Amazon came to the realization that Kindle needed Macmillian much more than Macmillian needed Kindle. Now Hachette Book Group, another publisher, is looking to cut a similar deal.
Wired outlined the events under the headline, Macmillan’s Amazon Beatdown Proves Content is King. Here’s what Wired wrote:
This week’s spat between Amazon and a major book publisher is no mere blip on the radar, but rather part of a trend towards content owners dictating the terms of how their content is sold.
Last decade was all about tech companies eliminating brick-and-mortar middlemen. This decade could see content owners get the last laugh, leveraging creative monopolies to wrest control from Amazon, iTunes, and other innovators.
New media has had a cheap if not free ride, but that seems to be changing. Mark Cuban recently called Google a vampire sucking traditional media’s blood. Newspapers and magazines are threatening to block Google and start charging for their on-line products.
Google appears to accept the inevitability that providers will start charging for content, Google’s Krishna Bharat admitting, The industry appears to be moving toward pay walls...Google is very interested in working with whatever scheme ultimately takes off. The other day, News Corp’s CEO Rupert Murdoch observed that without content, the iPad and Kindle devices would be unloved and unsold.

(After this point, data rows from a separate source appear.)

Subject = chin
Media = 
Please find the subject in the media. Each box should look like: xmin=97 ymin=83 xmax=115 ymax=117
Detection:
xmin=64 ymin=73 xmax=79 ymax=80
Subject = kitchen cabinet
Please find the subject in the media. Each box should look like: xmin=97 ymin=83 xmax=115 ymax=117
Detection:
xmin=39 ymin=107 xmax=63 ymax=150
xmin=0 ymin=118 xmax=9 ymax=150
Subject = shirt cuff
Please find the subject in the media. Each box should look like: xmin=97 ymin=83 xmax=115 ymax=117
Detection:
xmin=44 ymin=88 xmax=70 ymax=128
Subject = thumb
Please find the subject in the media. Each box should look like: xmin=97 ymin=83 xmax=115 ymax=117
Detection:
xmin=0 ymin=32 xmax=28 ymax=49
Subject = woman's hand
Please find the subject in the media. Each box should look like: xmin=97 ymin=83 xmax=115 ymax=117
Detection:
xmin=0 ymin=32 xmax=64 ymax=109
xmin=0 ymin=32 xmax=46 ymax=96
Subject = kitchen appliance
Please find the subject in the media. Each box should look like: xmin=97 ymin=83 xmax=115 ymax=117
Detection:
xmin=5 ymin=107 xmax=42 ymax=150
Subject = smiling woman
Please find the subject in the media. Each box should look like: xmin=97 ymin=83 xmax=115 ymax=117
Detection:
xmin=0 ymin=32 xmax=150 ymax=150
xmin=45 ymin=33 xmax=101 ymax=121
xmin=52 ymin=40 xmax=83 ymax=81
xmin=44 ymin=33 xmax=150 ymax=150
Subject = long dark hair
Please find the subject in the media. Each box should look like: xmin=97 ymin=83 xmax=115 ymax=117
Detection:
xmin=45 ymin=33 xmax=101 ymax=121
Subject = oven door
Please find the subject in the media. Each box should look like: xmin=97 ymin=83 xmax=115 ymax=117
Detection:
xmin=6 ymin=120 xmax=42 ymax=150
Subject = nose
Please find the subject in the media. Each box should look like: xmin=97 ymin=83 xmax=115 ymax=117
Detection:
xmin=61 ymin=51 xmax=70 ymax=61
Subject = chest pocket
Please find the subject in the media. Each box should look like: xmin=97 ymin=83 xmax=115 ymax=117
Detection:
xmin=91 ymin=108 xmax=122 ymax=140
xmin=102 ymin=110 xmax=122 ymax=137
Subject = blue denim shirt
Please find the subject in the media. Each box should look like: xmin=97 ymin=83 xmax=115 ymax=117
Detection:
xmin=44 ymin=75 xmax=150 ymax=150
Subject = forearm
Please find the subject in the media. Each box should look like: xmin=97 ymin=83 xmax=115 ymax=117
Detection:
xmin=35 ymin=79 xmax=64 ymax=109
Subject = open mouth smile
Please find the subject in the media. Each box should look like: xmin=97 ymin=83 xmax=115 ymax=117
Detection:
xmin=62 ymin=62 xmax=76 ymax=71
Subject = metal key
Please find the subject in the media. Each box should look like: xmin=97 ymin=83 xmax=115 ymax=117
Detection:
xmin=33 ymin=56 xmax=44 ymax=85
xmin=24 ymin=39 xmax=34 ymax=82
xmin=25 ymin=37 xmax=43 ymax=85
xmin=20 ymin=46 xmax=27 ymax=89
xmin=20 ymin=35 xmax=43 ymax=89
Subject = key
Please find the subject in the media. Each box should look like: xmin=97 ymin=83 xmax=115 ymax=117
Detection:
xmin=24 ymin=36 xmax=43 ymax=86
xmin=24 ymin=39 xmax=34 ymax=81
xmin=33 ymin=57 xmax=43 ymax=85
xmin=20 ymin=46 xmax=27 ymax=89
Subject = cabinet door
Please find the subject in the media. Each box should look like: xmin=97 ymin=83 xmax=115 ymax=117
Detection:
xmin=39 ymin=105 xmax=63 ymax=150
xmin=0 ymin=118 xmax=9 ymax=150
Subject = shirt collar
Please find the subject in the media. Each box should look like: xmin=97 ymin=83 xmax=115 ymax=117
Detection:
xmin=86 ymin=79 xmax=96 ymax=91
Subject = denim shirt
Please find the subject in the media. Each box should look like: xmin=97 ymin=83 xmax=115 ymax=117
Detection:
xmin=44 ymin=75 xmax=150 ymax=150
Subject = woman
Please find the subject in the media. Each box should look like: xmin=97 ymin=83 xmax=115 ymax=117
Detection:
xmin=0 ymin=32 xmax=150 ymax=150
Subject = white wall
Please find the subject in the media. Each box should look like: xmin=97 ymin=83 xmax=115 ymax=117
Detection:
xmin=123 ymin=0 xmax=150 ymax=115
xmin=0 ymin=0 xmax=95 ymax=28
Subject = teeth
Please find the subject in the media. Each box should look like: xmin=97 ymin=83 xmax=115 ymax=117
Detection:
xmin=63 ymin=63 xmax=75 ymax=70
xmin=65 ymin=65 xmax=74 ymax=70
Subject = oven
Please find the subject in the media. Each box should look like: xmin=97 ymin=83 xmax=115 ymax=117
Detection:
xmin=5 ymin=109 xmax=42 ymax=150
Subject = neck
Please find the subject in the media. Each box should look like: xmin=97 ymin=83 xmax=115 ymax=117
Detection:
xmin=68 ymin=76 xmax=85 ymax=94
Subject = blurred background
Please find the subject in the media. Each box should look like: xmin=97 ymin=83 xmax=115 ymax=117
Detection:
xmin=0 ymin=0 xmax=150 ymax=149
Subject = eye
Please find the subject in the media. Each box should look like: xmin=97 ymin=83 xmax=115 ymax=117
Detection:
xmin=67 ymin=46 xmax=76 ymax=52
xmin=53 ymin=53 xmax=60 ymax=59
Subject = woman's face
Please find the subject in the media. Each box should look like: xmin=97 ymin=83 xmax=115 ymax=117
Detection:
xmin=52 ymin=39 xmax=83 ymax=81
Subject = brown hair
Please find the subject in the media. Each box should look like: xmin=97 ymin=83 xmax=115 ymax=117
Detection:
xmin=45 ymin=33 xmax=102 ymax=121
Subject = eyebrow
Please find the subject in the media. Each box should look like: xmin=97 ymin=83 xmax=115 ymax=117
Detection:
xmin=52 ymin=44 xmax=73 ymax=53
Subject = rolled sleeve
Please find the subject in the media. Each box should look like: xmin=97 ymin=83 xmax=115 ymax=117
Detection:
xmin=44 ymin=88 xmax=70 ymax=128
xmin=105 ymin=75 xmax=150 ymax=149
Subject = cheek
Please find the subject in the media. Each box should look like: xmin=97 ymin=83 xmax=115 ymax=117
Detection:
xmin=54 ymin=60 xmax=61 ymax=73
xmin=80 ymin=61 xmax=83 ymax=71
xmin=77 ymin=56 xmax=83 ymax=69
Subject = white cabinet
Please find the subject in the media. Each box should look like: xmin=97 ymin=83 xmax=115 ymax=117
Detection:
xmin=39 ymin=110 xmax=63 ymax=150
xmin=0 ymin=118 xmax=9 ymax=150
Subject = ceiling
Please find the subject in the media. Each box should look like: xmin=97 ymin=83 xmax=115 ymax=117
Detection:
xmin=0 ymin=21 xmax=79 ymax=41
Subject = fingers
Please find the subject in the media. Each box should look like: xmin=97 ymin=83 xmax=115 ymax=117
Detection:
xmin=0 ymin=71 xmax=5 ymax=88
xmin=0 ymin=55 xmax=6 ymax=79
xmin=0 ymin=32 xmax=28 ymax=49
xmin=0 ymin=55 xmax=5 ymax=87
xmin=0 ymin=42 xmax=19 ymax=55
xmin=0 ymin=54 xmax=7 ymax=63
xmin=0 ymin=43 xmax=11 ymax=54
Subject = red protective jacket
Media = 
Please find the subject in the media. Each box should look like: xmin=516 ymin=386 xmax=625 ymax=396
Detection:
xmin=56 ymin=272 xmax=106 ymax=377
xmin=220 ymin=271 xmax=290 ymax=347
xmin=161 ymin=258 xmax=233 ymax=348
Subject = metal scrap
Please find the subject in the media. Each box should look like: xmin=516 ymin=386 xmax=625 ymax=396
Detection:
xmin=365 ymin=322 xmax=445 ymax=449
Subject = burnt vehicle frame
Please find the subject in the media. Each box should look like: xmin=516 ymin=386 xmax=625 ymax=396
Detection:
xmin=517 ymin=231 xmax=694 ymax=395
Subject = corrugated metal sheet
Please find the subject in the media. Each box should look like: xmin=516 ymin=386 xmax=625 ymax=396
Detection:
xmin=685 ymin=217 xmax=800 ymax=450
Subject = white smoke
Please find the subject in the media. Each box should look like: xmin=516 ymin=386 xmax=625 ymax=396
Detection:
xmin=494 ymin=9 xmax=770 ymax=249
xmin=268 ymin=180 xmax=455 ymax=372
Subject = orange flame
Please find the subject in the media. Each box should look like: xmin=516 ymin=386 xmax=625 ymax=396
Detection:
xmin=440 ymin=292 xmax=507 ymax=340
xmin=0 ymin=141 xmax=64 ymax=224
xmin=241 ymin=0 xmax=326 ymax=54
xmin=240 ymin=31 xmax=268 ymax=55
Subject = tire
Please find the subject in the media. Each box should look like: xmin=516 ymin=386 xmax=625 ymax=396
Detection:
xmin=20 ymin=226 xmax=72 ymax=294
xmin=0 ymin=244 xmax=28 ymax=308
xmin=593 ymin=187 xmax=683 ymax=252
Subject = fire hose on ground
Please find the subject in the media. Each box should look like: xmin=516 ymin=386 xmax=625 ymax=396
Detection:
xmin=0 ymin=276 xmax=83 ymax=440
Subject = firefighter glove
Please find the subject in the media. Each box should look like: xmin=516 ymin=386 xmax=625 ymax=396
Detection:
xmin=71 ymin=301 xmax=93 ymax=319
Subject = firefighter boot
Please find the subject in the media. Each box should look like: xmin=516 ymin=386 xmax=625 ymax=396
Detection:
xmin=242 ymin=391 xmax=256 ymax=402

This new assertiveness of content providers is not be choice, but by necessity. As newspapers became increasing dependent on Internet readership, they hoped that they could continue to make most of their money from advertising. They found that they couldn’t.
Internet advertising revenues haven’t come close to what they made from print. They need an additional source of revenue to service. They believe their only option is to charge news aggregators like Google and readers for Internet access to their product.

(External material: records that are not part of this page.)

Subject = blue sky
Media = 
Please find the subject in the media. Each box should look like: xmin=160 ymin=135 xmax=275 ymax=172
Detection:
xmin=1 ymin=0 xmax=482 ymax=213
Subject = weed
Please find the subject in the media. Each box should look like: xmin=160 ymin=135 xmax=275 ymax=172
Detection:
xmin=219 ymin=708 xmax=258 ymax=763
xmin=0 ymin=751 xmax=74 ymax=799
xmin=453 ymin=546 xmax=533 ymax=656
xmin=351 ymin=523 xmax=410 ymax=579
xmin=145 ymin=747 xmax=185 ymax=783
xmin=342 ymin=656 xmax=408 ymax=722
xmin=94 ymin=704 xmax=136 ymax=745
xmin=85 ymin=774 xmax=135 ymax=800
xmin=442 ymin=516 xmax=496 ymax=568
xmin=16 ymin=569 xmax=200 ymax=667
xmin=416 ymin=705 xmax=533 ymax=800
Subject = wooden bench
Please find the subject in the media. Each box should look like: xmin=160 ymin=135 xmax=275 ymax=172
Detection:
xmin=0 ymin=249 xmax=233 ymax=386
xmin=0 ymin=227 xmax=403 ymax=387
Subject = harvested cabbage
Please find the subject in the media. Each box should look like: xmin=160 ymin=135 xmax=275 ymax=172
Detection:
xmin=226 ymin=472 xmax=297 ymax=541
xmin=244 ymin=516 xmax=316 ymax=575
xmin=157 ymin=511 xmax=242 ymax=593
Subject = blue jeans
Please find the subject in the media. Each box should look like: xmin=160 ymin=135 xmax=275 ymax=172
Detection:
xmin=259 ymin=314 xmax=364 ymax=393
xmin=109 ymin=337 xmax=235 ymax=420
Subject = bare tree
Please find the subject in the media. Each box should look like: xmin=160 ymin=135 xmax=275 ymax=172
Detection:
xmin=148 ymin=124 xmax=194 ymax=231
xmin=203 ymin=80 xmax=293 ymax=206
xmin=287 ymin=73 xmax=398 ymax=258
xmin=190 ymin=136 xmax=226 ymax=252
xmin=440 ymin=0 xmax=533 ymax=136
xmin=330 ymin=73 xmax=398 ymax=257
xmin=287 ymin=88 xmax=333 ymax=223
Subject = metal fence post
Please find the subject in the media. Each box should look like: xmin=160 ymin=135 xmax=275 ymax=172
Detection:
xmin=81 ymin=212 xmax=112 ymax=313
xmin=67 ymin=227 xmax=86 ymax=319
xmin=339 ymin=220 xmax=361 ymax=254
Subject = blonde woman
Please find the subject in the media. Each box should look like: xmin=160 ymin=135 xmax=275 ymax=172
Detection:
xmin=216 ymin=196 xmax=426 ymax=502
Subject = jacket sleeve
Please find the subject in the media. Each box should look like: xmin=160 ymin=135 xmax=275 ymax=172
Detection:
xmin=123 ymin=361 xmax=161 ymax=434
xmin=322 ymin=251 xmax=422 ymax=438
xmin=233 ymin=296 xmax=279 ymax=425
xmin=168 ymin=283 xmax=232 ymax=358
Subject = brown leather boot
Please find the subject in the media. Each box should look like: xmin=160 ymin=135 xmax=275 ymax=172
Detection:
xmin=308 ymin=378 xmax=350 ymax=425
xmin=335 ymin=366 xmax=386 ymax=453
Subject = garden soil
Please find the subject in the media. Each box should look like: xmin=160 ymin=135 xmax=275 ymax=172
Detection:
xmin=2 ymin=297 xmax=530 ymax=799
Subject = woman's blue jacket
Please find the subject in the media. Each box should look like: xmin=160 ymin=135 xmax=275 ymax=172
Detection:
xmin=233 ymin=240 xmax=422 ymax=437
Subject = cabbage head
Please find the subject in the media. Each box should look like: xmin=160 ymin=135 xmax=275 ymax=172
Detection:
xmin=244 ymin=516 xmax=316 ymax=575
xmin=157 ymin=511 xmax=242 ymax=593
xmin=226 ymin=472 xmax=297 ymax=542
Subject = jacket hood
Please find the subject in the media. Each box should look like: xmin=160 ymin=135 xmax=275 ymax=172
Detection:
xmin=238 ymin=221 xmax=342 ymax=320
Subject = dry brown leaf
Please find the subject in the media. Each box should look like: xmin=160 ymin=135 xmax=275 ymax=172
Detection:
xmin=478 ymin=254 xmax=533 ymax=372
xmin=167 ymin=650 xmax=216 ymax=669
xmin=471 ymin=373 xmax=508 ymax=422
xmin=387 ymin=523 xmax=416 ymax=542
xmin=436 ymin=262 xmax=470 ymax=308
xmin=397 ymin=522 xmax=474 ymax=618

Radio is finding the same thing. It is becoming increasingly clear that radio isn’t going to replace all the revenue it has lost with Internet based revenue.
The debate over the future of radio has assumed that the battle would be between advertising supported pure Internet products like Pandora and advertising supported terrestrial stations. What if radio evolves differently?

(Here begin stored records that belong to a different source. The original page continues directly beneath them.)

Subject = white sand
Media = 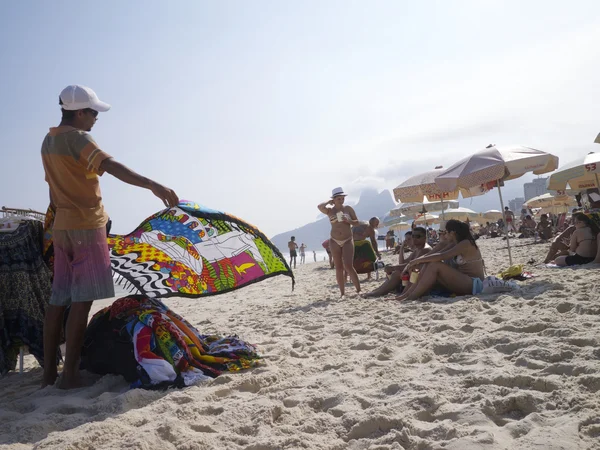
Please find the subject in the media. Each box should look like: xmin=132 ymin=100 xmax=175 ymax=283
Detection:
xmin=1 ymin=238 xmax=599 ymax=449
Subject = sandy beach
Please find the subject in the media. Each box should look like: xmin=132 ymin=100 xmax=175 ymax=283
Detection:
xmin=1 ymin=237 xmax=599 ymax=450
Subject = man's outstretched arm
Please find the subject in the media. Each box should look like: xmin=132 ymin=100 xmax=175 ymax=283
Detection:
xmin=99 ymin=158 xmax=179 ymax=208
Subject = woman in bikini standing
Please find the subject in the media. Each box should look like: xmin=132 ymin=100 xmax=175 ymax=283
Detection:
xmin=318 ymin=187 xmax=361 ymax=296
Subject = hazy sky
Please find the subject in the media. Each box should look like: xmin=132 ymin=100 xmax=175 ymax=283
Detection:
xmin=2 ymin=1 xmax=599 ymax=236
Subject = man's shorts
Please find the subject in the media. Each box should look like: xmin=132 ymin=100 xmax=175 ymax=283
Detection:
xmin=290 ymin=250 xmax=297 ymax=258
xmin=50 ymin=228 xmax=115 ymax=306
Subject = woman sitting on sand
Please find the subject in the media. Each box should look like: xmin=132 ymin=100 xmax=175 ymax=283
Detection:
xmin=395 ymin=220 xmax=485 ymax=301
xmin=553 ymin=213 xmax=598 ymax=266
xmin=317 ymin=187 xmax=361 ymax=296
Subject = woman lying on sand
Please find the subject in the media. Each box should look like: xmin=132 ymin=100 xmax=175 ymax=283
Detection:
xmin=395 ymin=220 xmax=485 ymax=301
xmin=553 ymin=213 xmax=598 ymax=266
xmin=317 ymin=187 xmax=361 ymax=296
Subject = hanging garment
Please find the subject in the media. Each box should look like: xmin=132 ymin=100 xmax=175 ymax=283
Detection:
xmin=0 ymin=220 xmax=55 ymax=375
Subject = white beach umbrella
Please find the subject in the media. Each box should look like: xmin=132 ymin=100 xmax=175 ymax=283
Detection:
xmin=382 ymin=214 xmax=409 ymax=227
xmin=546 ymin=152 xmax=600 ymax=191
xmin=524 ymin=193 xmax=576 ymax=209
xmin=439 ymin=207 xmax=480 ymax=222
xmin=393 ymin=167 xmax=486 ymax=219
xmin=413 ymin=213 xmax=440 ymax=225
xmin=435 ymin=145 xmax=559 ymax=265
xmin=389 ymin=222 xmax=410 ymax=232
xmin=389 ymin=199 xmax=459 ymax=217
xmin=481 ymin=210 xmax=504 ymax=221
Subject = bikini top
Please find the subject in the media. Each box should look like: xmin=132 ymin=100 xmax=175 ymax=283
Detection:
xmin=329 ymin=213 xmax=350 ymax=224
xmin=454 ymin=254 xmax=484 ymax=266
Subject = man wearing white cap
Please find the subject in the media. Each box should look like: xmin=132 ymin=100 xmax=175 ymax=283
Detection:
xmin=41 ymin=85 xmax=179 ymax=389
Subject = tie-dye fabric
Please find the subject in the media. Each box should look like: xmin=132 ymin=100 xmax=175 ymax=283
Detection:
xmin=108 ymin=201 xmax=294 ymax=298
xmin=81 ymin=295 xmax=260 ymax=389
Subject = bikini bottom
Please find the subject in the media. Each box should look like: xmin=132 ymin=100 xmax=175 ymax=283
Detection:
xmin=330 ymin=236 xmax=353 ymax=247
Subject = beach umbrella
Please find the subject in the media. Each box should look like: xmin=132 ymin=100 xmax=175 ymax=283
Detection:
xmin=538 ymin=205 xmax=570 ymax=215
xmin=413 ymin=213 xmax=440 ymax=225
xmin=389 ymin=222 xmax=410 ymax=232
xmin=389 ymin=199 xmax=459 ymax=217
xmin=439 ymin=207 xmax=480 ymax=222
xmin=524 ymin=193 xmax=576 ymax=209
xmin=481 ymin=210 xmax=504 ymax=221
xmin=393 ymin=167 xmax=485 ymax=219
xmin=435 ymin=145 xmax=559 ymax=265
xmin=382 ymin=214 xmax=408 ymax=227
xmin=546 ymin=152 xmax=600 ymax=191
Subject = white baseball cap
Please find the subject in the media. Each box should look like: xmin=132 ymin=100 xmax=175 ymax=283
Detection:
xmin=59 ymin=85 xmax=111 ymax=112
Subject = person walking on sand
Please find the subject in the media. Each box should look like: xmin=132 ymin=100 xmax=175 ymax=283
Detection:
xmin=504 ymin=206 xmax=516 ymax=233
xmin=317 ymin=187 xmax=361 ymax=296
xmin=313 ymin=250 xmax=316 ymax=262
xmin=299 ymin=243 xmax=307 ymax=264
xmin=41 ymin=85 xmax=179 ymax=389
xmin=288 ymin=236 xmax=298 ymax=268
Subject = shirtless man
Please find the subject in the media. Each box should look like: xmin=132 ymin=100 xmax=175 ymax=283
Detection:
xmin=352 ymin=217 xmax=381 ymax=258
xmin=364 ymin=227 xmax=431 ymax=297
xmin=352 ymin=217 xmax=382 ymax=279
xmin=536 ymin=214 xmax=553 ymax=241
xmin=299 ymin=243 xmax=307 ymax=264
xmin=288 ymin=236 xmax=298 ymax=269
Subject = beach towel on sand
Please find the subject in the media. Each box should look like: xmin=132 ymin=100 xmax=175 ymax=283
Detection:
xmin=353 ymin=239 xmax=378 ymax=274
xmin=80 ymin=295 xmax=260 ymax=389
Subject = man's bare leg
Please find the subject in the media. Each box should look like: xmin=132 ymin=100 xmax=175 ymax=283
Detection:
xmin=59 ymin=301 xmax=92 ymax=389
xmin=364 ymin=271 xmax=402 ymax=297
xmin=42 ymin=305 xmax=66 ymax=387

What if radio also starts charging for its content?
Radio has unique content that people want to listen to. That is why 90% of Americans continue to listen to radio and why time spent listening to radio has hardly suffered in the face of all the new alternatives.
It might sound crazy, but charging might be the only way radio can afford to remain a local product.
Terrestrial radio’s greatest strength is its localism. That advantage is rapidly slipping away. With advertising options growing, spot pricing pressure is increasing, and revenues declining.
In response, many stations are cutting programming costs, laying-off expensive morning shows, using syndicated personalities, voice tracking, and in other ways providing a weaker less local product. The cutbacks may offer a short term solution to declining revenue, but the abandonment of localism makes commercial radio extremely vulnerable to national Internet products.
Degrading commercial radio by eliminating localism in an effort to maintain profitability plays into the hands of Internet radio. If all radio is national radio, terrestrial radio loses. On the other hand, if terrestrial radio rediscovered the power of local radio (rather than just pay lip-service to it), Internet radio will not succeed.
Perhaps the answer is for local station clusters to evolve into a mix of inexpensively programmed advertising supported terrestrial stations along side listener supported local on-line products with few or no commercials.
Commercial radio has the most creative and innovative programmers in the world. There is no question that this business can create high quality local products that can out-compete any pure Internet product. It may be our only hope.